Saturday, September 22, 2012

The British Library's Postcard Rack


There are those of my friends who tell me they are sometimes jealous of my bookdealer's lifestyle and today, perhaps, with some justification. I am in London on a beautiful, warm, autumnal day and had a slow and easy trip into town from South London to go to the British Library (cool, calm and more or less empty on a Saturday), to do a little bit of business there and then back to South London on the train through the balmy sunshine.... ah! what a life eh?

And whilst at the Library I was able to pick these up. Sadly, not the originals, but as postcards bought from the same racks that are also decorated by postcards of highly coloured William Morris designs and reproductions of E. H. Sheppard illustrations.
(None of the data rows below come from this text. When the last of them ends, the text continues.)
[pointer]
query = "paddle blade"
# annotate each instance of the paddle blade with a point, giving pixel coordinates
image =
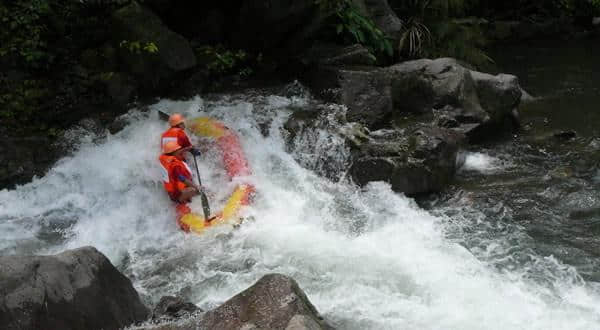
(163, 115)
(205, 206)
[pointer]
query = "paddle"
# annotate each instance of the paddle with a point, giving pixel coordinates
(205, 207)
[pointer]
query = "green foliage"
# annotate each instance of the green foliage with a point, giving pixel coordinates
(22, 33)
(136, 47)
(432, 28)
(19, 103)
(356, 27)
(220, 61)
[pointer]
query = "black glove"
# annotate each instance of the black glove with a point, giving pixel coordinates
(195, 151)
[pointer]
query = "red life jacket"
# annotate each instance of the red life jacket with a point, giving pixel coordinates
(173, 185)
(175, 134)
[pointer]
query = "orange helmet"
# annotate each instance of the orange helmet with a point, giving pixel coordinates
(176, 119)
(171, 147)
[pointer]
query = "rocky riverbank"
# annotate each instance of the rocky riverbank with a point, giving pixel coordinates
(139, 51)
(81, 289)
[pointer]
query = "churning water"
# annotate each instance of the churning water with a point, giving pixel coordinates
(367, 258)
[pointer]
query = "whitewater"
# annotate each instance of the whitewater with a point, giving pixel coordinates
(368, 258)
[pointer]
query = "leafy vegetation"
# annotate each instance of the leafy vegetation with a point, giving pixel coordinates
(136, 47)
(356, 28)
(23, 32)
(220, 61)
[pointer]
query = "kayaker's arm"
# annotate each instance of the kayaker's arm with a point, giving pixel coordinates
(189, 183)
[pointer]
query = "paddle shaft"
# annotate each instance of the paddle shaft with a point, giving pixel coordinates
(205, 206)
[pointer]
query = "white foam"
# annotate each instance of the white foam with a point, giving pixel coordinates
(480, 162)
(367, 258)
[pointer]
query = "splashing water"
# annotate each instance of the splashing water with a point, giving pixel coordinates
(367, 258)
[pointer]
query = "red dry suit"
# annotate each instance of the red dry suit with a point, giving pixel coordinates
(175, 172)
(175, 134)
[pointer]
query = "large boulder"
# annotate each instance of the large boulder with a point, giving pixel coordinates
(382, 15)
(466, 101)
(22, 158)
(76, 289)
(365, 90)
(413, 160)
(274, 302)
(499, 95)
(423, 85)
(136, 30)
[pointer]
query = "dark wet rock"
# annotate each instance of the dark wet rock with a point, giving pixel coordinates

I particularly like the copy of the 'Recommended for license' letter from the Lord Chamberlain's Office about GBS's Pygmalion in 1914 (below)
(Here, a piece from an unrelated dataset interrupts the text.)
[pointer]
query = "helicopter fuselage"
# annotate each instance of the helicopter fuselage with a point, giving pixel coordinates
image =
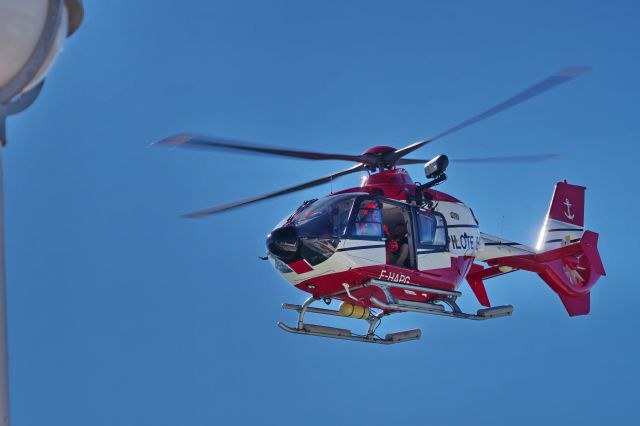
(352, 241)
Friday, September 21, 2012

RAF Armourer in WW2


This rather hunky chap is captured in a "British Official Photograph" by the Air Ministry during WW2. And one of the nice things about these official photos is that they usually have a paragraph on the back to tell you what you are looking at:

"RAF ARMOURERS AT WORK IN TUNISIA. The armourers of the Royal Air Force have a busy time behind the scenes as each new wave of bombers goes over to attack the Axis positions in Tunisia. They have to prepare and fuse the bombs, have fresh supplies of ammunition ready to take aboard, generally provide the fire power for our aircraft. Photo shows. An armourer unpacks a load of trouble for the Axis on a forward airfield in Tunisia. His squadron had just moved up to a new airfield and preparations were being made to attack the enemy."
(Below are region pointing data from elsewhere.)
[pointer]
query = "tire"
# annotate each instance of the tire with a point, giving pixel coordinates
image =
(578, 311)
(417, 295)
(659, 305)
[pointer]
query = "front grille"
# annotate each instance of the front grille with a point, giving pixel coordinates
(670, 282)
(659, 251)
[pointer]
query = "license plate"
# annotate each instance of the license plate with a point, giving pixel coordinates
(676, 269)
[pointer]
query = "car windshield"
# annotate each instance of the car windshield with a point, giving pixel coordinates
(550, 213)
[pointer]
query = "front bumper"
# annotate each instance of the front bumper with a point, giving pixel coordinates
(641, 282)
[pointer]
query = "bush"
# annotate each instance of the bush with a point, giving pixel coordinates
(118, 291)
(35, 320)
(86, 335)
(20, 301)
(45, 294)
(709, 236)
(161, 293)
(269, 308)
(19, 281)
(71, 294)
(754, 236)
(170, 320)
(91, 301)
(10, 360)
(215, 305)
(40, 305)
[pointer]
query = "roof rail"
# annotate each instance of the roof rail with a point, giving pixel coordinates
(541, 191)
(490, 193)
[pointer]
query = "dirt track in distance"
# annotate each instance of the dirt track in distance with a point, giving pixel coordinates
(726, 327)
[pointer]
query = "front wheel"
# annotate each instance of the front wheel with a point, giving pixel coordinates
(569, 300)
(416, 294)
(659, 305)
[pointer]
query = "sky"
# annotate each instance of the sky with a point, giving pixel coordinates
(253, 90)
Of course, precisely because it was an official photograph the information we don't get is the personal and individual. We will probably never know who this person was.

Thursday, September 20, 2012

Updating Keith Vaughan Post


I have a blog post from earlier this year which goes through a kind of rolling update every time I add something to my collection of Keith Vaughan dustjackets: which I did today, as you can see. What a shame that Vaughan was never asked to provide illustrations for the text.

Wednesday, September 19, 2012

And Just Like Buses...


... you don't see one for ages and then two come along at once. Having been, only yesterday showing off my latest Penguin Poet and, at the same time, bemoaning that I hadn't seen one I didn't already have for some time, I was in Winchester today and discovered this looking accusingly at me from the shelf of a bookcase... Thomas Hardy, Penguin Poet D53.